It doesn’t stop there.  The waitress then tips his chair backwards once he is securely strapped to the chair. His back is now lying on the floor feet upwards to the ceiling.  The waiters come by and start covering him up with piles of paper napkins which were lying on the floor after being thrown just moments before to celebrate someone’s birthday.

Finally the waitress, with a nod of approval from the boy’s mother, takes an orange sharpie marker and draws a mustache on his little face and brings his chair back to an upright position.  The ‘fun’ is over.  For now.  Until they do it to another kid.

In 2013 I was here too.

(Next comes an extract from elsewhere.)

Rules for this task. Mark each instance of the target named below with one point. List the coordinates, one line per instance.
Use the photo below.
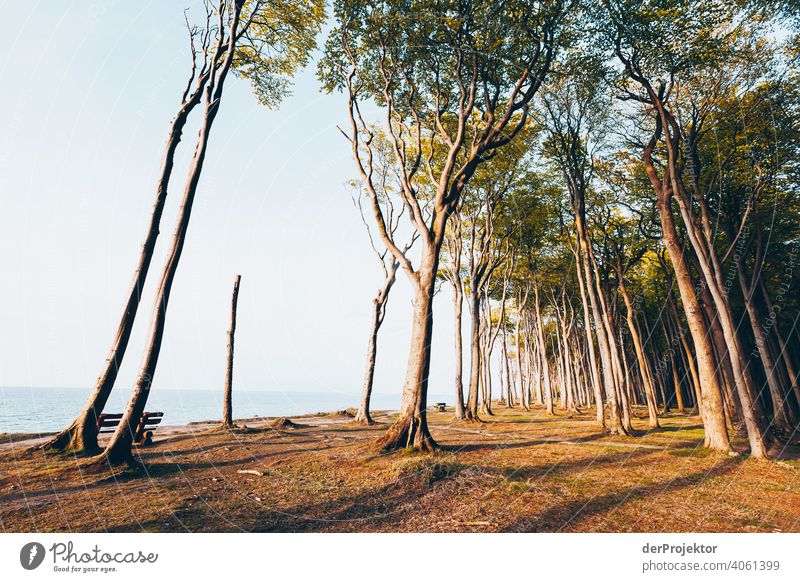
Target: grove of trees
(610, 185)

The same thing happened and the boy didn’t laugh.  He cried.  I found another video posted back in 2010 with over 73K views titled Dick’s Child Abuse.  Scroll through to about 8 minutes in and you’ll see the same thing.  That was over 5 years ago!

 

Standing Up and Speaking Up

After the boy was released, I got up from my chair and walked over to his table.  I bent down and gave him a hug and said, “Are you okay? My girls were scared for you.”  I spoke briefly to his mother and as we were leaving asked to speak to the manager, Mikey.

As Mikey and I stepped outside to get away from the noise, the words that came out were calm and confident.  This is a brief summary of our talk.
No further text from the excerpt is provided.